One way to achieve a financial return while having a positive impact on society is to invest in economic development programs designed to achieve public policy objectives such as providing housing or jobs or combating poverty. climate change.
Enhanced Capital Group, a US $ 4 billion New York-based asset manager, has taken this approach for more than 20 years, channeling private debt and equity into public-interest enterprises, such as projects. solar on New Jersey rooftops and a mixed-use park. facility in New Orleans Ninth Ward providing educational and exhibition space and affordable housing for seniors. Government incentives, including tax credits and programs like Federal Opportunity Zones, are often part of the equation because they are created by governments to stimulate investment.

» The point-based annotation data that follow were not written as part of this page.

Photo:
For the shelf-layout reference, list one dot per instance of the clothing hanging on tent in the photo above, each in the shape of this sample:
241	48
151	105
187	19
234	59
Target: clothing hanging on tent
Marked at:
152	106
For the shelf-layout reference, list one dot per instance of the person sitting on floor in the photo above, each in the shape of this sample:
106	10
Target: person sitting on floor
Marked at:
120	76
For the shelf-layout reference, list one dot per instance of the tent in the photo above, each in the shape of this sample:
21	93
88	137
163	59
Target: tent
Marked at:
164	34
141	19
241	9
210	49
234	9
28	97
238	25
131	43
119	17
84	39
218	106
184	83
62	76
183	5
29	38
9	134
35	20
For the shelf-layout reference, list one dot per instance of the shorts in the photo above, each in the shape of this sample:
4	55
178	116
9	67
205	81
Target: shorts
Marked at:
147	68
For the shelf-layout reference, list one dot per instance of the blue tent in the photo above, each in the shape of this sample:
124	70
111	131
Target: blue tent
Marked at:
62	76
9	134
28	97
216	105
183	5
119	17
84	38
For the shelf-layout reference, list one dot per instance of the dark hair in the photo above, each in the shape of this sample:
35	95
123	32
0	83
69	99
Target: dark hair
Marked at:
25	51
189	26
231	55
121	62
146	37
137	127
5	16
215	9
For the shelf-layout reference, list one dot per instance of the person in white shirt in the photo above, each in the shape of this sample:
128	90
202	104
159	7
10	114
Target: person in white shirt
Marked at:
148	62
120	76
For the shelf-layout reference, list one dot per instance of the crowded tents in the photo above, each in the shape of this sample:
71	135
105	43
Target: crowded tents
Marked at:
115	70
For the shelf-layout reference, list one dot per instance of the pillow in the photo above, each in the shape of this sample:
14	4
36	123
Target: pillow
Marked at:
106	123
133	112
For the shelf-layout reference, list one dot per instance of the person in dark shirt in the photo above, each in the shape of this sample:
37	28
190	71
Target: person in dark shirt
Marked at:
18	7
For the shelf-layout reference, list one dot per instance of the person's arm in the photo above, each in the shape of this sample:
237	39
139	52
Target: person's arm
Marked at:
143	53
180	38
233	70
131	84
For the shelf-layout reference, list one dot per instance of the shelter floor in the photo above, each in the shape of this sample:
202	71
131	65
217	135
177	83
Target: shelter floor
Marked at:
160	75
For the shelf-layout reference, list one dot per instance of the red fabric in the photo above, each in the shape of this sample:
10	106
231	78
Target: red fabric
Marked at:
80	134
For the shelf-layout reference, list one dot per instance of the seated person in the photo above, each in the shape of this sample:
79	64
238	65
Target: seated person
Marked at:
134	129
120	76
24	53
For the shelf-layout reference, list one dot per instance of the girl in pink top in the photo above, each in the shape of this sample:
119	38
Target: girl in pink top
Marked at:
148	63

“We don’t just offer cash returns, we also offer some form of quantifiable metric-based impact,” said Michael Korengold, President and CEO of Enhanced Capital.
Before investing, the company ensures that each investment meets specific impact criteria, such as the creation of a specific number of jobs or demonstrable community revitalization. After investing, Enhanced Capital requires quarterly or annual reports on how their investment goals are achieving their goals.

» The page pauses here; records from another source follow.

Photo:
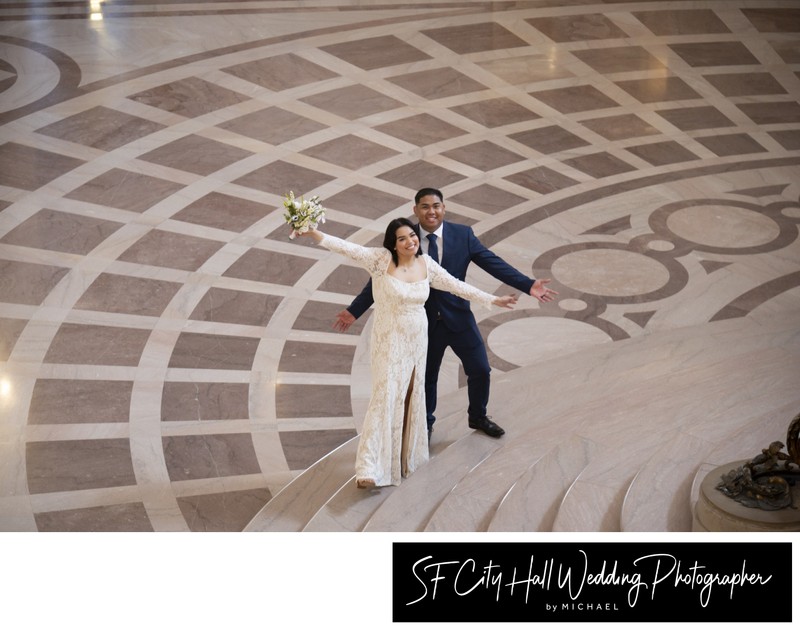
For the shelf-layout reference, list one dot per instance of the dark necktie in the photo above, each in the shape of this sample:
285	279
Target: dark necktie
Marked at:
433	248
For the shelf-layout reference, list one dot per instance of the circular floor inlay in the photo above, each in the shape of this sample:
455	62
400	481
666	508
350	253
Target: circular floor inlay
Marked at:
723	226
610	272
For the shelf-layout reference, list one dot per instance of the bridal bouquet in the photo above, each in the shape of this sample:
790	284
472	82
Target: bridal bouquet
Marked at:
302	214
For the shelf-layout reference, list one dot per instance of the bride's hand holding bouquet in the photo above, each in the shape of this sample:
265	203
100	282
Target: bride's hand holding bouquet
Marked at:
303	215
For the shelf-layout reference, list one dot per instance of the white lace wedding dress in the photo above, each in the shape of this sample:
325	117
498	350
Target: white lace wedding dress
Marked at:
394	439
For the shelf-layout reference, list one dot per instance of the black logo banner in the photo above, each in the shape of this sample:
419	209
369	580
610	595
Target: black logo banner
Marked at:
588	582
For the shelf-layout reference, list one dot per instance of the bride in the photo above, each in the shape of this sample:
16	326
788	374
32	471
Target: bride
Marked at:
394	439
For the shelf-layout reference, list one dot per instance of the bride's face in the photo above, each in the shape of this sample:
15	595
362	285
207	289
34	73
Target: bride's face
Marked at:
407	242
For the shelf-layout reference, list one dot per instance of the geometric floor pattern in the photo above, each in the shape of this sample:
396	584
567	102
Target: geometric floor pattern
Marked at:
167	360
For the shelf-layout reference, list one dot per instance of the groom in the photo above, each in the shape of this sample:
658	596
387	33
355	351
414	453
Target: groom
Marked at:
450	320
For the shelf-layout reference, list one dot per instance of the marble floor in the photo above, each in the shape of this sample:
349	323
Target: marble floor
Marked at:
167	361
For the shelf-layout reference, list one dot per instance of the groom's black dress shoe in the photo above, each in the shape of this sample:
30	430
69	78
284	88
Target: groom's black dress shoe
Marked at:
486	425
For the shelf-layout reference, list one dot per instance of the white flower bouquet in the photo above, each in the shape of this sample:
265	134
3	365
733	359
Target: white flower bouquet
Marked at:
302	214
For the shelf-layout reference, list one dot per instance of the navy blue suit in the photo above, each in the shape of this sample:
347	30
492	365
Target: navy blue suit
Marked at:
450	320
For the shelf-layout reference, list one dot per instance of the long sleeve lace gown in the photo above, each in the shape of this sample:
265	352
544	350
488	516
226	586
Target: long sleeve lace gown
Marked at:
394	438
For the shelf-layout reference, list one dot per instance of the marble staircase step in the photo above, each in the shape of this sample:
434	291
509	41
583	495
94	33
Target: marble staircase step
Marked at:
532	503
590	430
298	501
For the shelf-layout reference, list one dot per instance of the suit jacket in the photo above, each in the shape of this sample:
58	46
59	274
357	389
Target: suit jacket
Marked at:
461	247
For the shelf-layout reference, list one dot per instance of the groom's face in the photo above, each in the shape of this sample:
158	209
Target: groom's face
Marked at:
429	212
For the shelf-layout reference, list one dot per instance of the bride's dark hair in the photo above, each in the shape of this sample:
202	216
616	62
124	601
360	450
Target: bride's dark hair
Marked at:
390	238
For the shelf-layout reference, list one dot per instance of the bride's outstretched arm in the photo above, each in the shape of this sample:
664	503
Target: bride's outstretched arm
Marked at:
371	258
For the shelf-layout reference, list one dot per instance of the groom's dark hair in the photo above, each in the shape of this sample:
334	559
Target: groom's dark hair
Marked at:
424	192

The company’s investors, which include high net worth individuals and family offices as well as institutional investors such as banks and insurers, invest through separately managed accounts or in narrowly defined mandates that match their specific objectives, Korengold said. .

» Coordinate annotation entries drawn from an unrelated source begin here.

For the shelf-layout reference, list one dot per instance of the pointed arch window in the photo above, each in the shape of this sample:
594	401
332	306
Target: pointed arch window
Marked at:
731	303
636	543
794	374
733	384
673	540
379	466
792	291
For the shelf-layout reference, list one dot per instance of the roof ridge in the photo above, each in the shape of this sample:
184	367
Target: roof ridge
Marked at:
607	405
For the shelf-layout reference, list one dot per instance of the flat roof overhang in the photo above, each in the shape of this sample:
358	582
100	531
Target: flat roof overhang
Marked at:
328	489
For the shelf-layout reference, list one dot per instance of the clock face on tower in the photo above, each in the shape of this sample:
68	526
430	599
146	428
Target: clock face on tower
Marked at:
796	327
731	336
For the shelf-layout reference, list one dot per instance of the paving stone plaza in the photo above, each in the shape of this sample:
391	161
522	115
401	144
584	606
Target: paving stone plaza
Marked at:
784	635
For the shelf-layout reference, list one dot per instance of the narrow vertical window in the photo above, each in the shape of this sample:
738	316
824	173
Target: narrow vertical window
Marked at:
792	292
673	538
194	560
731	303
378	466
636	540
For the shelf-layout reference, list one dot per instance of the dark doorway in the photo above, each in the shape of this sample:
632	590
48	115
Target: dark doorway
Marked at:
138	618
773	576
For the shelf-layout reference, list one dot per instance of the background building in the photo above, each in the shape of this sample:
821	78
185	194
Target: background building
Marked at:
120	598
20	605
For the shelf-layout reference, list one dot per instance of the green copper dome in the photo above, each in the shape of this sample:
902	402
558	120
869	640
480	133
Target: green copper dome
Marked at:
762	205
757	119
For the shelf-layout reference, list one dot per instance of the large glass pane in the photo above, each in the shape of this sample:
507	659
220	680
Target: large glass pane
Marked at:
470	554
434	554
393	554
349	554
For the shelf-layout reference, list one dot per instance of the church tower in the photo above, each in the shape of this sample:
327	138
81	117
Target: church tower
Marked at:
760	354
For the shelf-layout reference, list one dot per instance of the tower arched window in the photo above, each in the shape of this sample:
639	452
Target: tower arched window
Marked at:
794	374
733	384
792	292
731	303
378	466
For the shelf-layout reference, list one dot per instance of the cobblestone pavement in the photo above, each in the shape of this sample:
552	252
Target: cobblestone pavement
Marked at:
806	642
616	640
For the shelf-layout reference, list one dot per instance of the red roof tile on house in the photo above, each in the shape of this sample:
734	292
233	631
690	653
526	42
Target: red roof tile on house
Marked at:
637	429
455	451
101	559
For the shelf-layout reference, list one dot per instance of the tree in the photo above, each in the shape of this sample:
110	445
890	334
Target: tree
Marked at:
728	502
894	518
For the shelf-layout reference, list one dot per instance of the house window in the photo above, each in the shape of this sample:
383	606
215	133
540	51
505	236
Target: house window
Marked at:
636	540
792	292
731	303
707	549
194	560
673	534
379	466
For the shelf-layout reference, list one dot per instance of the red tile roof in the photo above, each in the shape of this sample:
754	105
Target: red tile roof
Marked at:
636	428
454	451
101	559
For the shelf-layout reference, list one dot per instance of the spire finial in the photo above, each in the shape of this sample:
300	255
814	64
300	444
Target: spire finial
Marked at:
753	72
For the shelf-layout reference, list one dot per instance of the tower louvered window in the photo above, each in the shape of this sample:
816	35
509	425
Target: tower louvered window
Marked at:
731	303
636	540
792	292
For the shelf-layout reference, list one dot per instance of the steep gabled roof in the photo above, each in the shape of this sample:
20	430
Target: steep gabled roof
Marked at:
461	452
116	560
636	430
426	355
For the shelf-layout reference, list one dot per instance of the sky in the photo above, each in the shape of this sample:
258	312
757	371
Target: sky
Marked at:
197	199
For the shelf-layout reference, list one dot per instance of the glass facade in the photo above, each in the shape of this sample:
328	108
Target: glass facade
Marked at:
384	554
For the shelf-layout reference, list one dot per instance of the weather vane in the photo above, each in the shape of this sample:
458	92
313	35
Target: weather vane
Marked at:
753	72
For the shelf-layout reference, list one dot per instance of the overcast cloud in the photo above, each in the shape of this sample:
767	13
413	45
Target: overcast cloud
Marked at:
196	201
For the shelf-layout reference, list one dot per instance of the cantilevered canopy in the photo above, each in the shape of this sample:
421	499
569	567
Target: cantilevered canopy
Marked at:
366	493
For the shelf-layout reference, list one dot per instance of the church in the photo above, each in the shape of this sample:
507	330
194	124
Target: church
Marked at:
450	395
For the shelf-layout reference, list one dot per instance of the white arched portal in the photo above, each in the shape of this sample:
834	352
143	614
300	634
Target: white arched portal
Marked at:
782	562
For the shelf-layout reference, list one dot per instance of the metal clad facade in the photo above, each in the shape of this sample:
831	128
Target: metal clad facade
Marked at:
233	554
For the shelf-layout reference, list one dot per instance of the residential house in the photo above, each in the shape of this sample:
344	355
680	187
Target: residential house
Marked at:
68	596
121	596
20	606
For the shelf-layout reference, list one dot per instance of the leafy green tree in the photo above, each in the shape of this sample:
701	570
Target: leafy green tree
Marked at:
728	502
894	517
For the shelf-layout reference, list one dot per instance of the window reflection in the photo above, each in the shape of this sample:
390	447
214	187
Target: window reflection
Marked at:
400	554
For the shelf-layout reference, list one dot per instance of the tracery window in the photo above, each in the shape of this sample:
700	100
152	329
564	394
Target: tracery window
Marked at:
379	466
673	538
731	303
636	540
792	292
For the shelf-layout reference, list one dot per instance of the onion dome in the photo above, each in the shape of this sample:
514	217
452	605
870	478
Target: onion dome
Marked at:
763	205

Banks, for example, may want to invest in a designated neighborhood that will allow them to meet their federal obligations under the Community Reinvestment Act, while individuals may want to restrict their investments to a specific state or city.
In addition to loans, investors can participate in “tax fairness” investments in renewable energy projects, historic building rehabilitation projects and low-income community businesses eligible for tax credits. “In these cases, investors receive tax credits and other tax benefits in addition to cash returns on their investments,” Korengold said.
Penta recently spoke with Korengold about Enhanced Capital’s approach to investing, which it does primarily in three areas: small business, climate change and what she calls impact real estate.
Small business financing
The company has primarily served as a small business lender since its inception, with a focus on low-income and underserved communities, including rural areas. The company also invests in businesses owned by women, people of color and veterans, and those focused on addressing climate change.
The loans it grants are often less than $ 5 million, which is a difficult amount for a company with growth plans to achieve, Korengold explains.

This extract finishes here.